ENDLESS BIRTHS AND DEATHS
"Even with endless births and deaths and rebirths, there is no guarantee that one would ever attain ultimate enlightenment simply by following the behavioral and disciplinary codes laid down within Buddhism. The risk is enormous, and the mere thought of the enormity of the venture makes one give up hope. ... (pages 50-51)."
"Modern Buddhist spiritism (as with other animistic religions) cloaks itself in terms from psychology and other disciplines so that people are easily deceived and begin to believe that there may be truth in the spiritist's words. Mysterious happenings add color to the entire performance, but in the end, customers risk losing their money and their souls, for people become addicted to spiritism and slaves to these sittings, gradually living in a world of their own.

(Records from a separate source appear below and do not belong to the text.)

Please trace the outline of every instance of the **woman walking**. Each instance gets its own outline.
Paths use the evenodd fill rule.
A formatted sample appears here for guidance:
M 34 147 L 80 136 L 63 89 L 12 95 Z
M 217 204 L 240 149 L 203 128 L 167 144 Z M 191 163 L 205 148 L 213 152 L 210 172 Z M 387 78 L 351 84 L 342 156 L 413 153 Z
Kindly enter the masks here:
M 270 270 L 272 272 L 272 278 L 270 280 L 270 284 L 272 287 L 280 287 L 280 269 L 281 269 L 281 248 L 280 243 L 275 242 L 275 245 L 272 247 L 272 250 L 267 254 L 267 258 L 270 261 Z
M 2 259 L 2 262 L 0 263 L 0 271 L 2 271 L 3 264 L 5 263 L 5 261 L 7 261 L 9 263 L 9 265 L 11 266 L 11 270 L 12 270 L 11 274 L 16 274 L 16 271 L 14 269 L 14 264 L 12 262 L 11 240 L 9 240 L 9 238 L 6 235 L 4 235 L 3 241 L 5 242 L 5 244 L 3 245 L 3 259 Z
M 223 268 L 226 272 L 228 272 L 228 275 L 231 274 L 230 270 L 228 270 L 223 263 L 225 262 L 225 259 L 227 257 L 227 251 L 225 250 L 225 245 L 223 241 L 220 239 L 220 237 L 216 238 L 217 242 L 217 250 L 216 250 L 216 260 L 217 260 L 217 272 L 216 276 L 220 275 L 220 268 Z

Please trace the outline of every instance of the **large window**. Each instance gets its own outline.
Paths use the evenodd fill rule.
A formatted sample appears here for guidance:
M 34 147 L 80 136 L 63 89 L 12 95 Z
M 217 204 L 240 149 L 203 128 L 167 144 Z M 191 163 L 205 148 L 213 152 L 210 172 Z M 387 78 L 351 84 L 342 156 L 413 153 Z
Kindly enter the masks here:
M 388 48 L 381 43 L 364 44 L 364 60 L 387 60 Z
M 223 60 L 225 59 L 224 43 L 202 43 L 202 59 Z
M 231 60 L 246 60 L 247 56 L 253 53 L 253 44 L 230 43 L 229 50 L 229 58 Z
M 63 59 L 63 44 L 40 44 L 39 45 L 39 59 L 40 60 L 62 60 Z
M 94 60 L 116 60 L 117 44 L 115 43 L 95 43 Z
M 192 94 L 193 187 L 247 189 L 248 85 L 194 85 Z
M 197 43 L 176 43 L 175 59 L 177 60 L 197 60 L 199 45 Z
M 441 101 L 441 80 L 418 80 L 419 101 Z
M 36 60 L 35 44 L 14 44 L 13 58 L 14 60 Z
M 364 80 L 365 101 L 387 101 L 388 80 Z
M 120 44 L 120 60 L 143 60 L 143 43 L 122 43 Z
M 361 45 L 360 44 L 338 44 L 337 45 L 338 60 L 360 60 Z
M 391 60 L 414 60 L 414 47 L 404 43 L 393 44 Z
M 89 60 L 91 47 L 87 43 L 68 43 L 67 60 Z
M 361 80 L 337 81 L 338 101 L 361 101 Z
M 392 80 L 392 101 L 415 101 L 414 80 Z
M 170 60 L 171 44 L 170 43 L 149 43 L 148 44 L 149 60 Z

"Again, the Word of God commands us not to turn to mediums or seek out spiritists (see Leviticus 19:31; Leviticus 20:6, 27; Deuteronomy 18:9-12; 1 Samuel 28; 1 Kings 22:18-23; 1 Chronicles 10:13). Revelation informs us that the spirits of demons will perform 'miraculous signs, and they go out to the kings of the whole world, together them for the battle on the great day of God Almighty.' It is no wonder that the leaders of public opinion-in fields such as entertainment, politics, and theology-give themselves over to spiritism" (p.104)."
"One of the cardinal declarations of Buddhism is that desire is evil, leading to the accumulation of bad karma that, in turn, leads to endless births, deaths, and rebirths. The Bible does not condemn desire as such, distinguishing between holy and unholy passions. The Word of God abounds in assurance that the desire of the righteous will be fulfilled. When we desire to do His will (Psalm 40:8), the Lord grants our heart's desire (Psalm 21:2). We are promised that "what the righteous desire will be granted" (Proverbs 10:24); "the desire of the righteous ends only in good" (Proverbs 11:23) (p. 143)."
LOWLY CARPENTER, ROLE OF MIRACLES
"In the eyes of the Buddhists, Jesus is not even on the level of a monk. Unlike Gautama, who was the son of a king, Jesus rose from a lowly birth as the son of a carpenter. Jesus ascended to His position suddenly, and then His disciples made Him look big, which, Buddhists argue clearly shows the upstart (unplanned, unendorsed) nature of His ministry. … Your Buddhist friend may even assume that Jesus was nothing more than a magician and that by His magic he gathered needy, worthless people around Him. This comes naturally, as Buddhists maintain that miracles are performed to overwhelm (and perhaps manipulate) those who observe them. For instance, a centuries-old Theravada biography of Buddha (Mahavastu) presents magic (or miracles) performed by Dipankara, predecessor to Gautama, in the following manner:
'Megha threw … five lotus flowers toward Dipankara, the Lord. The flowers remained sustained in the air, and formed a circle round the Lord's radiant head. The Brahmin girl also threw her two lotuses. They also stood suspended in the air, and so did those thrown by other people. This was one of the miracles by the Buddhas impress people, to make them listen to the truth. (Conze, 23)' (p. 148).
The cross certainly a symbol of our suffering, but we need to tell Buddhists that suffering is ultimately overcome by Jesus Christ. The cross, finally, comes to represent victory rather than defeat, and when we remember how the victory was won we also remember in whom we are to place our trust. … The cross continues to cause great disturbance among nonbelievers. They despise it; they do not accept the truth of justification. Pray that your Buddhist friend will come to see the purpose and beauty of the cross and will begin to cling to it in faith (though, of course, not as a talisman or charm, thought to contain energy or power) (p. 161."